Now, of course, TV shows and real babies aren't all the same. Some real babies act like movie babies (quiet and totally accepting of whatever you do) and some pregnancies and labors actually go like on TV, which is why the scriptwriters thought that was realistic. And we can ignore the little details (like newborns not being newborns, or babies very obviously leaning away from the person who is supposed to be their parent) because of course there is only so much you can expect a baby "actor" to be able to do.
The only TV shows I've seen that consistently portray babies and parenthood realistically are Jane the Virgin and Call the Midwife. The former is so good that I want to make every first-time mother watch it. It covers the real stuff -- the emotional journey of motherhood, the anxiety, mother's groups, juggling childcare, the conflict between career and parenting, postpartum depression, breastfeeding problems. My only tiny quibble is that there is no way a girl of Jane's economic class and frugal habits would have such gorgeous maternity clothes. She never wears the same thing twice and it's all super cute. Your average real pregnant woman, by 40 weeks, is wearing the same pair of maternity sweatpants every day and her belly is hanging out of an XL tshirt. Nice maternity clothes are hard to find and extremely pricey.
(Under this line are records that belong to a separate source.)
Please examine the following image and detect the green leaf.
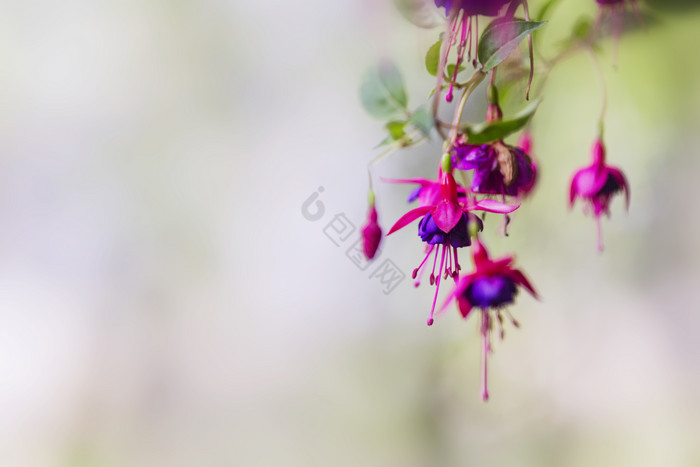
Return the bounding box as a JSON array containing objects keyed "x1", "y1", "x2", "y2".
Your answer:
[
  {"x1": 385, "y1": 121, "x2": 407, "y2": 141},
  {"x1": 360, "y1": 61, "x2": 408, "y2": 119},
  {"x1": 425, "y1": 39, "x2": 442, "y2": 76},
  {"x1": 478, "y1": 19, "x2": 545, "y2": 72},
  {"x1": 394, "y1": 0, "x2": 445, "y2": 29},
  {"x1": 447, "y1": 63, "x2": 464, "y2": 81},
  {"x1": 466, "y1": 99, "x2": 541, "y2": 144},
  {"x1": 408, "y1": 105, "x2": 435, "y2": 137}
]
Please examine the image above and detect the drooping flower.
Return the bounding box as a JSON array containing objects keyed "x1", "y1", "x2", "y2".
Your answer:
[
  {"x1": 440, "y1": 239, "x2": 537, "y2": 401},
  {"x1": 362, "y1": 203, "x2": 382, "y2": 259},
  {"x1": 569, "y1": 139, "x2": 630, "y2": 251},
  {"x1": 435, "y1": 0, "x2": 511, "y2": 16},
  {"x1": 517, "y1": 130, "x2": 534, "y2": 159},
  {"x1": 382, "y1": 178, "x2": 467, "y2": 206},
  {"x1": 387, "y1": 172, "x2": 518, "y2": 326},
  {"x1": 435, "y1": 0, "x2": 512, "y2": 102},
  {"x1": 452, "y1": 137, "x2": 537, "y2": 198}
]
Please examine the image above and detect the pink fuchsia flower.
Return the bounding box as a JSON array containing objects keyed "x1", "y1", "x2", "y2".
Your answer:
[
  {"x1": 452, "y1": 138, "x2": 537, "y2": 198},
  {"x1": 435, "y1": 0, "x2": 511, "y2": 16},
  {"x1": 594, "y1": 0, "x2": 643, "y2": 62},
  {"x1": 569, "y1": 139, "x2": 630, "y2": 251},
  {"x1": 387, "y1": 172, "x2": 518, "y2": 326},
  {"x1": 382, "y1": 176, "x2": 467, "y2": 206},
  {"x1": 440, "y1": 240, "x2": 538, "y2": 401},
  {"x1": 362, "y1": 203, "x2": 382, "y2": 259},
  {"x1": 516, "y1": 130, "x2": 534, "y2": 159}
]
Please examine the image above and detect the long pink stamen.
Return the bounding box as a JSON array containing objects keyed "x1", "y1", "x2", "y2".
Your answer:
[
  {"x1": 413, "y1": 245, "x2": 435, "y2": 287},
  {"x1": 428, "y1": 245, "x2": 445, "y2": 326},
  {"x1": 437, "y1": 12, "x2": 459, "y2": 102}
]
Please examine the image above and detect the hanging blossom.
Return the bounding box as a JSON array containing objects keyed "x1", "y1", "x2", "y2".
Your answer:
[
  {"x1": 441, "y1": 239, "x2": 538, "y2": 401},
  {"x1": 362, "y1": 201, "x2": 382, "y2": 259},
  {"x1": 569, "y1": 139, "x2": 630, "y2": 251},
  {"x1": 382, "y1": 176, "x2": 484, "y2": 287},
  {"x1": 435, "y1": 0, "x2": 512, "y2": 102},
  {"x1": 387, "y1": 171, "x2": 518, "y2": 326},
  {"x1": 452, "y1": 101, "x2": 537, "y2": 202},
  {"x1": 594, "y1": 0, "x2": 643, "y2": 62}
]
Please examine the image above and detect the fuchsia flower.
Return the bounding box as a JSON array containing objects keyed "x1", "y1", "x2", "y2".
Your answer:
[
  {"x1": 435, "y1": 0, "x2": 511, "y2": 16},
  {"x1": 362, "y1": 203, "x2": 382, "y2": 259},
  {"x1": 594, "y1": 0, "x2": 643, "y2": 62},
  {"x1": 440, "y1": 239, "x2": 538, "y2": 401},
  {"x1": 387, "y1": 172, "x2": 518, "y2": 326},
  {"x1": 452, "y1": 137, "x2": 537, "y2": 198},
  {"x1": 569, "y1": 139, "x2": 630, "y2": 251}
]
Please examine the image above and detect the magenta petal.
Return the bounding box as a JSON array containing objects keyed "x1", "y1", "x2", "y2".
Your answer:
[
  {"x1": 569, "y1": 174, "x2": 578, "y2": 207},
  {"x1": 387, "y1": 206, "x2": 433, "y2": 235},
  {"x1": 381, "y1": 177, "x2": 435, "y2": 186},
  {"x1": 432, "y1": 201, "x2": 462, "y2": 233},
  {"x1": 465, "y1": 198, "x2": 520, "y2": 214}
]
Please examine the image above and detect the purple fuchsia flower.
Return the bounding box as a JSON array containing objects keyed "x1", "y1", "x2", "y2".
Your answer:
[
  {"x1": 452, "y1": 137, "x2": 537, "y2": 198},
  {"x1": 435, "y1": 0, "x2": 512, "y2": 102},
  {"x1": 387, "y1": 172, "x2": 518, "y2": 326},
  {"x1": 569, "y1": 139, "x2": 630, "y2": 251},
  {"x1": 440, "y1": 239, "x2": 538, "y2": 401}
]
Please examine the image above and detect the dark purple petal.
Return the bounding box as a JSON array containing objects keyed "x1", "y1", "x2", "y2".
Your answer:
[{"x1": 418, "y1": 213, "x2": 471, "y2": 248}]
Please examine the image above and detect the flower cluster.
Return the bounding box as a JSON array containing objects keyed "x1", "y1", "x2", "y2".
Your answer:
[{"x1": 361, "y1": 0, "x2": 638, "y2": 400}]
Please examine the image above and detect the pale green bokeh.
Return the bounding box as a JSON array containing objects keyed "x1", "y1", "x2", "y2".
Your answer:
[{"x1": 0, "y1": 0, "x2": 700, "y2": 467}]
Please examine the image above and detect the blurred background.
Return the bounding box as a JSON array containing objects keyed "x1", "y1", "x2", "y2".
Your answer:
[{"x1": 0, "y1": 0, "x2": 700, "y2": 467}]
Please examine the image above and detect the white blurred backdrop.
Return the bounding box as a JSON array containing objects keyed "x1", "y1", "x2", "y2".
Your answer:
[{"x1": 0, "y1": 0, "x2": 700, "y2": 467}]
And as for Call the Midwife, it absolutely is what labor and birth are like. True, it was the 60's, so some obstetrical practices have changed, but the stages of birth are accurately depicted, along with the emotional challenges of each. I would recommend it to anyone who wants to have kids someday, as well as everyone who thinks the past was so much better than now. But I don't recommend it if you're actually pregnant -- it will make you ugly-cry about 50% of the time.
Scrubs is hit-or-miss -- you can tell some of the scriptwriters have kids and some don't. There's a PPD episode that is totally raw and real ... and then there are whole episodes where apparently no one actually remembers they even have kids. And even the shows that manage babies terribly have their moments. House MD has a scene where a mother wonders if being a parent was the right choice, and it hit me where I live. And on Friends when Phoebe has the babies .... well, there was one very real moment in there. (Also, her maternity overalls? Hideous but tempting ... no waistband!)
I'm sure I didn't include all the terrible inaccuracies of TV parenthood -- feel free to chime in!